Multiple parameter values:

Sometimes you want to write a whole load of modules that are almost identical, varying in just one or two parameters. You can give a parameter multiple values by writing them separated by vertical bars (|). The module definition will be expanded to produce a separate module for each value, with all the other parameters being identical.

You can even do this with multiple parameters of the same module and the expanded modules will cover all combinations of the parameter assignments.

Each module will be given a distinct name, based on the varied parameters. If just one is varied, the names will be of the form module_name{param_value}. If multiple parameters are varied at once, the names will be module_name{param_name0=param_value0~param_name1=param_value1~...).

find_all_data_paths(path)[source]
find_data_path(path, default=None)[source]

Given a path to a data dir/file relative to a data store, tries taking it relative to various store base dirs. If it exists in a store, that absolute path is returned. If it exists in no store, return None.

The stores searched are the long-term store and the short-term store, though in the future more valid data storage locations may be added.

Parameters:
  • path – path to data, relative to store base
  • default – usually, return None if no data is found. If default=”short”, return path relative to short-term store in this case. If default=”long”, long-term store.
Returns:

absolute path to data, or None if not found in any store

get_module_schedule()[source]

Work out the order in which modules should be executed. This is an ordering that respects dependencies, so that modules are executed after their dependencies, but otherwise follows the order in which modules were specified in the config.

Returns:list of module names
insert_module(module_info)[source]

Usually, all modules in the pipeline are loaded, based on config, by this class. However, occasionally, we may want to make modules available as part of the pipeline from elsewhere. In particular, this is necessary when building multi-stage modules – each stage is added (with special module name prefixes) into the main pipeline.

static load(filename, local_config=None, variant='main', override_local_config={})[source]
load_module_info(module_name)[source]

Load the module metadata for a named module in the pipeline. Loads only this module’s data and nothing more.

Parameters:module_name
Returns:
path_relative_to_config(path)[source]

Get an absolute path to a file/directory that’s been specified relative to a config file (usually within the config file).

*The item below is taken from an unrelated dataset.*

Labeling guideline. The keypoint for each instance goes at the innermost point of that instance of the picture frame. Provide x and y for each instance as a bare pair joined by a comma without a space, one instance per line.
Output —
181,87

Parameters:path – relative path
Returns:absolute path
modules
pimlico.core.config.check_for_cycles(pipeline)[source]
pimlico.core.config.check_pipeline(pipeline)[source]

Checks a pipeline over for metadata errors, cycles and other problems. Called every time a module is to be run, to check the whole pipeline’s metadata is in order.

pimlico.core.config.check_release(release_str)[source]
pimlico.core.config.get_dependencies(pipeline, modules)[source]

Get a list of software dependencies required by the subset of modules given.

Parameters:
  • pipeline
  • modules – list of modules to check. If None, checks all modules
pimlico.core.config.multiply_alternatives(alternative_params)[source]
pimlico.core.config.preprocess_config_file(filename, variant='main', initial_vars={})[source]
pimlico.core.config.print_dependency_leaf_problems(dep)[source]
pimlico.core.config.print_missing_dependencies(pipeline, modules)[source]

Check runtime dependencies for a subset of modules and output a table of missing dependencies.

Parameters:
  • pipeline
  • modules – list of modules to check. If None, checks all modules
Returns:

True if no missing dependencies, False otherwise

pimlico.core.config.var_substitute(option_val, vars)[source]